After installation, metrics will be pushed to the GlobalNOC database. The page linked above contains data from various Internet2 infrastructure. Use the search/filter boxes to find your hosts, and verify that metrics are being pushed.
Troubleshooting
In the event that something is not working properly, logs from the container running Telegraf can be printed with the following command:
slate instance logs <instance_id>
An instance_id
is a unique, randomly-generated string prefaced with “instance” that SLATE assigns to each running experiment. This ID is printed on app installation. Additionally, a list of running applications and their IDs can be printed with the command:
slate instance list
For additional help, or to report a bug, please contact the SLATE team.
Configuration Notes
The following table lists the configurable parameters of the Telegraf monitoring application and their default values.
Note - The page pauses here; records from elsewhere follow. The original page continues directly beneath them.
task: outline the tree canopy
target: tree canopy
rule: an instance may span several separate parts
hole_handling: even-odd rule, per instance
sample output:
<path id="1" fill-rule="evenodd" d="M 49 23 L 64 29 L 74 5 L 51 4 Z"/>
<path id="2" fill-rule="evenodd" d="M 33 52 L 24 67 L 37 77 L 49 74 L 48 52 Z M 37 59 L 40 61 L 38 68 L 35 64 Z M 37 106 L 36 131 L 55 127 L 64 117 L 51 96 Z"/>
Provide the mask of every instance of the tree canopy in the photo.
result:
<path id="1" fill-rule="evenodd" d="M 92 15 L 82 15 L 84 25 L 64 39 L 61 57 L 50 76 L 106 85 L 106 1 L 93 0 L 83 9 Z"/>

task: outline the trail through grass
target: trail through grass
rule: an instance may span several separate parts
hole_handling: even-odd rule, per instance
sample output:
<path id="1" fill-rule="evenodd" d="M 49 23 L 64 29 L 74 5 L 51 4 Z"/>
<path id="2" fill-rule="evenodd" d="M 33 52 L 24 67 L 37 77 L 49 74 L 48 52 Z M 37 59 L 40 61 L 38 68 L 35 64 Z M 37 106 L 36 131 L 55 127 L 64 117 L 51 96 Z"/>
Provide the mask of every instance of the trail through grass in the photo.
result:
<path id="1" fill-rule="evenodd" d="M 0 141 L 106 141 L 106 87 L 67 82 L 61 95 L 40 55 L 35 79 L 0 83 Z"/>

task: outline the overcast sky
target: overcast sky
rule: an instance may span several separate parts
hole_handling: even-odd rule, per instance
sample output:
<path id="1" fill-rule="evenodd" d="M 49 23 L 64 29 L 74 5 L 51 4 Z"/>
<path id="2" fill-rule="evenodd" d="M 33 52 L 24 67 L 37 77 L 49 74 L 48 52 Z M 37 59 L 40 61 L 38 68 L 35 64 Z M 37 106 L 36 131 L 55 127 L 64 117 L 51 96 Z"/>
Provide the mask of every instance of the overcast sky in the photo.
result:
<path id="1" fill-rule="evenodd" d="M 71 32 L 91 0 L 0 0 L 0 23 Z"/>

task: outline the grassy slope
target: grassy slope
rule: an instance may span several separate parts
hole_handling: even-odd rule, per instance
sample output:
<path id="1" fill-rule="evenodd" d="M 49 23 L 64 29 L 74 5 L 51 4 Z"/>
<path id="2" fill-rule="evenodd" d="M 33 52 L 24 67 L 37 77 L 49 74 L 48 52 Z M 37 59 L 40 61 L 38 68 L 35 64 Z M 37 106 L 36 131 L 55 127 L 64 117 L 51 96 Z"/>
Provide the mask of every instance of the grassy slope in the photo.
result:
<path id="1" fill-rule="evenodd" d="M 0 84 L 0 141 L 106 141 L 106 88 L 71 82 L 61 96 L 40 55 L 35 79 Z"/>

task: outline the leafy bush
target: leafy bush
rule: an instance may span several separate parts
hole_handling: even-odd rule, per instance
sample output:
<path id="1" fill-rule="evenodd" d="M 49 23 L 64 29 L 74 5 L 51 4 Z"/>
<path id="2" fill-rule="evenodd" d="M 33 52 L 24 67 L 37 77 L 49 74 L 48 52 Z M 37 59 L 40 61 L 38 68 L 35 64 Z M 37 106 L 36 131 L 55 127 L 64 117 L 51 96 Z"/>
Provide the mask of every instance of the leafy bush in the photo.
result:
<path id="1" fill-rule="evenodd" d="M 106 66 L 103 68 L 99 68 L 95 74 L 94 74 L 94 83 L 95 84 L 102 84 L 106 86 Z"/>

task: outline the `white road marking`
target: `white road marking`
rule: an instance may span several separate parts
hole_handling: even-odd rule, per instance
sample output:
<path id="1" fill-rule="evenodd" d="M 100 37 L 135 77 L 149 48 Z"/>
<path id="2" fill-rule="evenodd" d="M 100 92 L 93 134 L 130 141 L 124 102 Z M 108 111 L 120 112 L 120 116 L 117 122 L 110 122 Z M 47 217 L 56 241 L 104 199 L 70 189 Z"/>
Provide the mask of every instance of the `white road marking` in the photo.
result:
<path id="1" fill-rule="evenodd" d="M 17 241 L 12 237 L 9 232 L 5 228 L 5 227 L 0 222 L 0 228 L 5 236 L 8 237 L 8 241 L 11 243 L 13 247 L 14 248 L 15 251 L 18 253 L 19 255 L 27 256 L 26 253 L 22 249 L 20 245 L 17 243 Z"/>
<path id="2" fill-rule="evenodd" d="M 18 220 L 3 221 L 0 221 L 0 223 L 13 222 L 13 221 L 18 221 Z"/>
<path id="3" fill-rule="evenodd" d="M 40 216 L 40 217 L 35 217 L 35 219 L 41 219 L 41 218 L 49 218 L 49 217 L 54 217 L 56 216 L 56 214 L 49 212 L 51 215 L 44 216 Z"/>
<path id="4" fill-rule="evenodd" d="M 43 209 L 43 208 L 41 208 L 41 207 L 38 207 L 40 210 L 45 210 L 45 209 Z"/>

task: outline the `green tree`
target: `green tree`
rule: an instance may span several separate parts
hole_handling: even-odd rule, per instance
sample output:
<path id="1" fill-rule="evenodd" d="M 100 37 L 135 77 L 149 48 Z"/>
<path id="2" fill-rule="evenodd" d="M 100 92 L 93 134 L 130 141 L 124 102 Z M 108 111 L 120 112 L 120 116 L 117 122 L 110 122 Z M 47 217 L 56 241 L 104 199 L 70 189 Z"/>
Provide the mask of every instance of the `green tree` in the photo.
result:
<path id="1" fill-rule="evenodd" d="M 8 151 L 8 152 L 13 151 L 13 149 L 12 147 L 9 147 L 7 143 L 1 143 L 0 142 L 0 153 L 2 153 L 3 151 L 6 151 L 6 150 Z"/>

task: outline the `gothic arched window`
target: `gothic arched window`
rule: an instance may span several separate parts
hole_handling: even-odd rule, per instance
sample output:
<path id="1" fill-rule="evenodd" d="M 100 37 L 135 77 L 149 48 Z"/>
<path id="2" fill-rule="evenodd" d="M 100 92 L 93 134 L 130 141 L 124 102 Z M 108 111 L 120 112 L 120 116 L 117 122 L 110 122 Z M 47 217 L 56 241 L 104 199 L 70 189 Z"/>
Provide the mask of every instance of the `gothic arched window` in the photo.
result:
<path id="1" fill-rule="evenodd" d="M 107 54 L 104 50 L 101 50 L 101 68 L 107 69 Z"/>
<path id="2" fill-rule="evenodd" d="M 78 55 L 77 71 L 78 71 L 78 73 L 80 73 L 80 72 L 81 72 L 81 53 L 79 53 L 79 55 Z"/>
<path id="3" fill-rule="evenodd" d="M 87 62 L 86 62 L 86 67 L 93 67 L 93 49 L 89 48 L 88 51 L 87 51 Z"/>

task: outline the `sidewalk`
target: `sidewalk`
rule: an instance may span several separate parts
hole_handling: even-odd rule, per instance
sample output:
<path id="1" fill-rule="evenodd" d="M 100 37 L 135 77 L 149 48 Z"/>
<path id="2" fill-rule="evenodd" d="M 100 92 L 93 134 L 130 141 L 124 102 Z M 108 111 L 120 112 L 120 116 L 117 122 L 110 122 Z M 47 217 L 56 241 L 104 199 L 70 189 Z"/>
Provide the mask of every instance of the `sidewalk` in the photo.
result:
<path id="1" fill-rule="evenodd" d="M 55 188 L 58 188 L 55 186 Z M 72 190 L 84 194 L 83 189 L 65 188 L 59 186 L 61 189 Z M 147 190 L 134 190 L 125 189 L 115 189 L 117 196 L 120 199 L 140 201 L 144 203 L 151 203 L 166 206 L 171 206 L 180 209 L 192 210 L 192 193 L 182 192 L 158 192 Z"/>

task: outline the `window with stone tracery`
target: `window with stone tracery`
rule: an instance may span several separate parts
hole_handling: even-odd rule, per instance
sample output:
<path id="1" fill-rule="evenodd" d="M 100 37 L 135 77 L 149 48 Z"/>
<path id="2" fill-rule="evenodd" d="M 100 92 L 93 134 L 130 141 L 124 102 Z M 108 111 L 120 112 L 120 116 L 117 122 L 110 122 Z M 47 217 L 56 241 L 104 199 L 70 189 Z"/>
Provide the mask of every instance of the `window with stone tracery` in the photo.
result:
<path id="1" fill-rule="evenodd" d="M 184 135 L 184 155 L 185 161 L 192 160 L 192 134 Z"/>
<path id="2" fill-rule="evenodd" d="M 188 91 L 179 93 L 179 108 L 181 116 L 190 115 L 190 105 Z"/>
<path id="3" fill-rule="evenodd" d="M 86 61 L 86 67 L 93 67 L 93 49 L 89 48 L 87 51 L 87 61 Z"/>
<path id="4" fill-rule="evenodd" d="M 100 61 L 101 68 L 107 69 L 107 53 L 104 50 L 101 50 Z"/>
Parameter | Description | Default |
---|---|---|
Instance | Optional string to differentiate SLATE experiment instances | ”” |
writeToStdout | Optionally write to stdout in container | true |
collectionInterval | Data collection interval | 5s |
collectionJitter | Data jitter interval | 10s |
flushInterval | Output flush interval | 15s |
flushJitter | Output jitter interval | 10s |
grnocOutput.hostname | Database endpoint | tsds.hostname.net |
grnocOutput.username | Database username | tsds username |
grnocOutput.passwordSecretName | GlobalNOC database password secret name | tsds-password-secret |
targets.hostGroup.community | Community string of hostGroup | public |
targets.hostGroup.timeout | SNMP timeout length of hostGroup | 15s |
targets.hostGroup.retries | Number of retries to attempt for hostGroup | 2 |
targets.hostGroup.hosts | Hosts to monitor | 127.0.0.1:161 |
targets.hostGroup.counter64bit | Type of SNMP counter on host machine | false |
influxOutput.enabled | Whether to write to InfluxDB | true |
influxOutput.endpoint | Database endpoint | http://127.0.0.1:9999 |
influxOutput.database | Database name | telegraf |
influxOutput.httpBasicAuth.enabled | Whether http basic authentication is enabled | false |
influxOutput.httpBasicAuth.username | Database username | telegraf |
influxOutput.httpBasicAuth.password | Database password | metrics |